You could use `Gate` nodes as you did. Doesn't really matter in your case. There are cases where only either one works correctly, but in your case it's a matter of preference. With nested `Gate` nodes, `theta3 = Categorical(Gate(theta1, Gate(theta2, lambda3)))` should work. I used `Mixture` so you could see an alternative.

I also used `Beta` instead of `Dirichlet`. Doesn't matter, just a thought. And thanks for reporting that `Bernoulli` isn't accepted by `Gate`/`Mixture` node. I made a bug report of it. I used `Mixture` for `X` nodes too, instead of `Gate`, and Bernoulli instead of Binomial with one trial. I also removed `delta` nodes. Don't really affect anything, just another way of writing.

In [None]:
pi1 = Beta([[[5,20], [20,5]]], plates=(10,2))
pi2 = Beta([[[5,20], [20,5]]], plates=(10,2))
pi3 = Beta([[[5,20], [20,5]]], plates=(10,2))

from bayespy.nodes import Bernoulli
X1 = Mixture(theta1, Bernoulli, pi1)
X2 = Mixture(theta2, Bernoulli, pi2)
X3 = Mixture(theta3, Bernoulli, pi3)

X1.observe([1,1,1,1,1,1,1,1,1,1])
X2.observe([0,0,0,0,0,0,0,0,0,0])
X3.observe([0,1,0,1,0,1,0,1,0,1])

Then just run the inference:

In [None]:
from bayespy.inference import VB
Q = VB(X1, X2, X3, pi1, pi2, pi3, theta3, theta2, theta1, lambda1, lambda2, lambda3)
Q.update(repeat=100)

A minor detail: I list the nodes in such an order that child nodes are before their parents, thus `theta3` is before `theta2`. I think this makes sense when you observe the leave nodes and thus that information flows from children to parents.
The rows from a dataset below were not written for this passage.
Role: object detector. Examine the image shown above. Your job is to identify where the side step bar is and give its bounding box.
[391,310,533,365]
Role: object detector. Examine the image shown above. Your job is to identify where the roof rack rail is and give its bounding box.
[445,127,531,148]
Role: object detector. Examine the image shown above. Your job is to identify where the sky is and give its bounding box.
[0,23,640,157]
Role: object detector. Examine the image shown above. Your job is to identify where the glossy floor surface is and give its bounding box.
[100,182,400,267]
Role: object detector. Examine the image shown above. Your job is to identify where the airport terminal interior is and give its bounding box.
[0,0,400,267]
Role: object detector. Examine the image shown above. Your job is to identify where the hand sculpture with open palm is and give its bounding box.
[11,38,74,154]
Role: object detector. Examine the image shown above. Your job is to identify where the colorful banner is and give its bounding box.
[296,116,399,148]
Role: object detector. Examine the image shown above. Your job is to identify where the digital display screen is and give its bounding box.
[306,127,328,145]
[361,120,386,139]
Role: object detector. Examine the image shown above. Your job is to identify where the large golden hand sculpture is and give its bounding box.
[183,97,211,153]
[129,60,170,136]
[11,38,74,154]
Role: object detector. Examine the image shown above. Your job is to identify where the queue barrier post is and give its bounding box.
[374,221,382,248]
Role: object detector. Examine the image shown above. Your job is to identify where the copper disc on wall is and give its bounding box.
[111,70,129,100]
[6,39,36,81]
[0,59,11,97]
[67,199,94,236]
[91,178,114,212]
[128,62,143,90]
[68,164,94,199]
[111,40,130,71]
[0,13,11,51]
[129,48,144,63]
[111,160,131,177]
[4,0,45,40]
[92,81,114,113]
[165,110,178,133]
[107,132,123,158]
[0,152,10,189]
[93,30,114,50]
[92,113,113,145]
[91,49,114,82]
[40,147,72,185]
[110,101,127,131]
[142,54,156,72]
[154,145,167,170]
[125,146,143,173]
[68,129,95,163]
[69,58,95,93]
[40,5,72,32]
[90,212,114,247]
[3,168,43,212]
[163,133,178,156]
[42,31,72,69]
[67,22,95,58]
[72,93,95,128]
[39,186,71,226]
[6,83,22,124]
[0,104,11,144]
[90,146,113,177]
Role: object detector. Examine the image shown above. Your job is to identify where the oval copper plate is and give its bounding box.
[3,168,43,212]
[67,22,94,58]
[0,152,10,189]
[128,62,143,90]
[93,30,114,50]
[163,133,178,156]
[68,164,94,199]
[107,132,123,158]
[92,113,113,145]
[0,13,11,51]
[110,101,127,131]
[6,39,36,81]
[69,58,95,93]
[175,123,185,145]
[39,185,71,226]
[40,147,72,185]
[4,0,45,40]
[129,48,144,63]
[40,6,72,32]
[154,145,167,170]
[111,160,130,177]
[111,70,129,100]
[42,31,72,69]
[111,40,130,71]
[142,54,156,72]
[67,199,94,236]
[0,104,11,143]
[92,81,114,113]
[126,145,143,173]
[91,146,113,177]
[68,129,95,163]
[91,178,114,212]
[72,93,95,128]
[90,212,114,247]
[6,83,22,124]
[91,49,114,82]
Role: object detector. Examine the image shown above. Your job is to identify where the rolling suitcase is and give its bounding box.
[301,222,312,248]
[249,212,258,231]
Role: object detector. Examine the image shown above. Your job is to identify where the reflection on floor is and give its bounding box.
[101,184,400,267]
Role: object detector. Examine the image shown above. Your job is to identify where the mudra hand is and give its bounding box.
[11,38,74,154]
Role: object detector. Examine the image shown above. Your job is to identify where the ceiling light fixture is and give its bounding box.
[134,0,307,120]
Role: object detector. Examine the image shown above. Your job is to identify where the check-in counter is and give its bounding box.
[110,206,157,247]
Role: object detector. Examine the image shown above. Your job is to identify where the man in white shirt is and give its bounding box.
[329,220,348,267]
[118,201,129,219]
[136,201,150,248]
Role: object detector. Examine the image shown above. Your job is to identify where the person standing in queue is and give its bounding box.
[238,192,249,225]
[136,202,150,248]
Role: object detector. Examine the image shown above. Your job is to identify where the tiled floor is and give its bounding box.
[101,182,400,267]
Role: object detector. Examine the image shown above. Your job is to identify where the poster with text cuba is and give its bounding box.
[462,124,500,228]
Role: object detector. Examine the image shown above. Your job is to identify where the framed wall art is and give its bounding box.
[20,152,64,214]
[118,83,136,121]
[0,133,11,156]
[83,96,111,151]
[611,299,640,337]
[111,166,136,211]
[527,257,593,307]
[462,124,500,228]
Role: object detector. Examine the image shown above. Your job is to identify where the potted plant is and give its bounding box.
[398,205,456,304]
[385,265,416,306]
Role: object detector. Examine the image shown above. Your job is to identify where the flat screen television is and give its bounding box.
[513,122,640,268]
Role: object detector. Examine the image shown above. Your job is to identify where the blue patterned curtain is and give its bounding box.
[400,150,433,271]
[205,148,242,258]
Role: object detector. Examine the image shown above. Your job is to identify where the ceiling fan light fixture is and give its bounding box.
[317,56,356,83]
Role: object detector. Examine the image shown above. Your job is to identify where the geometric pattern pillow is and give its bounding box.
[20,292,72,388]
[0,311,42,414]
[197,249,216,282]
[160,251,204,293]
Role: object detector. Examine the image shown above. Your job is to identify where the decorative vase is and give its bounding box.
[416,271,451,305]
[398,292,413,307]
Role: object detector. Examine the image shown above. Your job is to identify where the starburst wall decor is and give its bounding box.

Finally, you can, for instance, look at the posterior probabilities for `theta`:

In [None]:
print(theta1.get_moments()[0])
print(theta2.get_moments()[0])
print(theta3.get_moments()[0])

You may have noticed that you need to use separate nodes for each `X1`, `X2`, `X3` etc. This is because `theta` nodes have dependencies that can't be represented by any single built-in node but need to be separated. Thus, all the child nodes need to be separate too. If you have a large amount of `X1, ..., Xn` nodes, you probably want to generate them programmatically, maybe using list comprehensions or for loops. There could be a node class to concatenate several nodes into a single "array", but it's not implemented yet, and I doubt it would make any significant difference here.

I hope this helps. If something was unclear or if I misunderstood something, please comment.